13. Compte tenu de ce qui a été dit précédemment, le moyen tiré par voie d'exception de l'illégalité des décisions portant refus de titre de séjour et obligation de quitter le territoire français qui ont fondé la décision en litige doit être écarté.

14. A l'appui de sa contestation, M. D soutient qu'au regard de son état de santé et des possibilités de prise en charge de celui-ci, le préfet du Rhône a méconnu les stipulations de l'article 3 de la convention européenne de sauvegarde des droits de l'homme et des libertés fondamentales. Compte tenu toutefois de ce qui a été dit au point 5, ce moyen doit être écarté.

En ce qui concerne l'interdiction de retour sur le territoire français :

15. Aux termes de l'article L. 612-8 du code de l'entrée et du séjour des étrangers et du droit d'asile : " Lorsque l'étranger n'est pas dans une situation mentionnée aux articles L. 612-6 et L. 612-7, l'autorité administrative peut assortir la décision portant obligation de quitter le territoire français d'une interdiction de retour sur le territoire français. / Les effets de cette interdiction cessent à l'expiration d'une durée, fixée par l'autorité administrative, qui ne peut excéder deux ans à compter de l'exécution de l'obligation de quitter le territoire français ". En vertu de l'article L. 612-10 du même code, l'autorité administrative tient compte, pour fixer la durée de cette interdiction de retour, de la durée de présence de l'étranger sur le territoire français, de la nature et de l'ancienneté de ses liens avec la France, de la circonstance qu'il a déjà fait l'objet ou non d'une mesure d'éloignement et de la menace pour l'ordre public que représente sa présence sur le territoire français.

16. Compte tenu de ce qui a été dit précédemment, le moyen tiré par voie d'exception de l'illégalité de l'obligation de quitter le territoire français ayant fondé la décision en litige doit être écarté.

17. Alors notamment qu'il ne justifie pas d'attaches particulières en France et n'a pas déféré à la mesure d'éloignement qui lui a été opposée au mois de mai 2016, M. D n'est pas fondé à soutenir que, pour prononcer à son encontre une interdiction de retour d'une durée de six mois, le préfet du Rhône a, dans l'exercice du pouvoir discrétionnaire dont il dispose, fait une inexacte application des dispositions précitées de l'article L. 612-8 du code de l'entrée et du séjour des étrangers et du droit d'asile ou a porté une atteinte disproportionnée au droit au respect de sa vie privée et familiale en violation des stipulations de l'article 8 de la convention européenne de sauvegarde des droits de l'homme et des libertés fondamentales.

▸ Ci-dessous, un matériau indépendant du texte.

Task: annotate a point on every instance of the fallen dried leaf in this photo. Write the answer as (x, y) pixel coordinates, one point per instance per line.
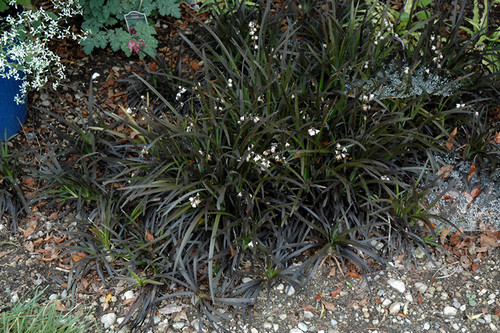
(445, 171)
(471, 171)
(329, 306)
(336, 292)
(465, 262)
(30, 230)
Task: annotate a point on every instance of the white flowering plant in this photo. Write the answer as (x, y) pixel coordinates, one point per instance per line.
(25, 37)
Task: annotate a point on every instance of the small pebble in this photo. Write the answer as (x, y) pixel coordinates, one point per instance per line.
(450, 311)
(395, 308)
(398, 285)
(308, 315)
(303, 327)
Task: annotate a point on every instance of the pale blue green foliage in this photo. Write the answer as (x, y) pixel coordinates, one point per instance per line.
(396, 81)
(101, 18)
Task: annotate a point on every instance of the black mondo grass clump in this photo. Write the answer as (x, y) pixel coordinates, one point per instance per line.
(287, 147)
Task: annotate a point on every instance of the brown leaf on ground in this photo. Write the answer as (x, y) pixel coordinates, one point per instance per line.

18. Il résulte de tout ce qui précède que les conclusions de la requête de M. D dirigées contre l'arrêté du préfet du Rhône du 28 juin 2022 doivent être rejetées.

Sur les conclusions à fin d'injonction :

19. Le présent jugement, qui rejette les conclusions de la requête de M. D à fin d'annulation, n'appelle aucune mesure d'exécution.

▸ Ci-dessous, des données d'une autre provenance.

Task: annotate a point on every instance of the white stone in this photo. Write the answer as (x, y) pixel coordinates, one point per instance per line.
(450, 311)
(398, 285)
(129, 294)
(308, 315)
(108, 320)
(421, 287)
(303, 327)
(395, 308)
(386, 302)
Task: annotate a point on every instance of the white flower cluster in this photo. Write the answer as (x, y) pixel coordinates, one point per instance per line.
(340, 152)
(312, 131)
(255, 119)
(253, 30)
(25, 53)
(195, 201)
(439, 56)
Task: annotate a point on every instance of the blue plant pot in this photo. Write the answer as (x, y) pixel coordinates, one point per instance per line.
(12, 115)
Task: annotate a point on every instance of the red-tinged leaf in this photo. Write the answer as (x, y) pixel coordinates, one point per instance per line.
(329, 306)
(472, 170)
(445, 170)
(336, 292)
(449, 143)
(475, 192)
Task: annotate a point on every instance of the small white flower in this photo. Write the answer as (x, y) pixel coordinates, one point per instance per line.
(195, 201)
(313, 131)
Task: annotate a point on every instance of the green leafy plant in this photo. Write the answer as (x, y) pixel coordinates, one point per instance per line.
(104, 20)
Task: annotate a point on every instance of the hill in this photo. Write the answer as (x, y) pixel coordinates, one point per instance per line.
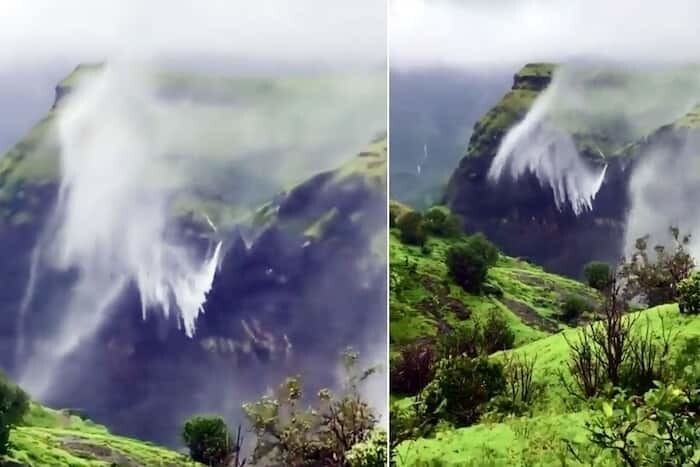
(59, 438)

Sur les frais liés au litige :

20. Les dispositions de l'article L. 761-1 du code de justice administrative font obstacle à ce qu'il soit fait droit aux conclusions de la requête présentées sur leur fondement et dirigées contre l'Etat, qui n'est pas partie perdante.

D E C I D E :

Article 1er : La requête de M. D est rejetée.

Article 2 : Le présent jugement sera notifié à M. C D et au préfet du Rhône.

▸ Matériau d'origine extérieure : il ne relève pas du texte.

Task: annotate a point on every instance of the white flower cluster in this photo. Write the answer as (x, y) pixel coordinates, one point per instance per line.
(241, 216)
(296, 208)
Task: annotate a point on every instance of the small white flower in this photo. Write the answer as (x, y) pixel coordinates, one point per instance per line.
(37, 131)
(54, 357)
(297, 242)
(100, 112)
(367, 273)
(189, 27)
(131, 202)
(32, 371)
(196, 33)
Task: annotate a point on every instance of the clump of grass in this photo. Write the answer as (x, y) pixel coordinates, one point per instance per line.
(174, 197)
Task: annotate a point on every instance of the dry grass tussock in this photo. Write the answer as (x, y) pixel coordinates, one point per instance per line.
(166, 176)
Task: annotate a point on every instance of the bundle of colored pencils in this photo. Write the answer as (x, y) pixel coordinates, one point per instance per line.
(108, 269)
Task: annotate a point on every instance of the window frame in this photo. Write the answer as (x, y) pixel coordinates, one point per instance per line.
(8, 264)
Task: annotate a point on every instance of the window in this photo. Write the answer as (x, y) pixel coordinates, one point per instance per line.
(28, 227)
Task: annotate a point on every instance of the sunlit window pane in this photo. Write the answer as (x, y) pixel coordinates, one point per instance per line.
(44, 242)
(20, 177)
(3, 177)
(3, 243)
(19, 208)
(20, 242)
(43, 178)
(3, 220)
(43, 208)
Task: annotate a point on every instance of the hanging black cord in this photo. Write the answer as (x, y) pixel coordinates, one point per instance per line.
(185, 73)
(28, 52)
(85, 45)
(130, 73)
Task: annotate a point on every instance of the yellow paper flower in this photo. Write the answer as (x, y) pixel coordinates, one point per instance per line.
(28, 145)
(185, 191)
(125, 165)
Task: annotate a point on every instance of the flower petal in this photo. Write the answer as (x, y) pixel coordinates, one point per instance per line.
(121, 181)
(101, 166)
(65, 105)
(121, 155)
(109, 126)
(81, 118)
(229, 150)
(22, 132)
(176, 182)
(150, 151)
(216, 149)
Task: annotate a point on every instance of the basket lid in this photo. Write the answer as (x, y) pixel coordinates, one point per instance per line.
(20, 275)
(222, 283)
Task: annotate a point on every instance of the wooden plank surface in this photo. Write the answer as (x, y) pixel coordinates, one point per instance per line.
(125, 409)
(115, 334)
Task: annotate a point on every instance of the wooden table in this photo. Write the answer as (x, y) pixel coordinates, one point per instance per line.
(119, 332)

Délibéré après l'audience du 12 octobre 2022, à laquelle siégeaient :

Mme Verley-Cheynel, présidente,

M. Gille, vice-président,

M. Besse, vice-président.

Rendu public par mise à disposition au greffe le 2 novembre 2022.

Le rapporteur,

A. B

La présidente,

G. Verley-Cheynel

La greffière,

S. Lecas

La République mande et ordonne au préfet du Rhône en ce qui le concerne, ou à tous commissaires de justice à ce requis en ce qui concerne les voies de droit commun contre les parties privées, de pourvoir à l'exécution de la présente décision.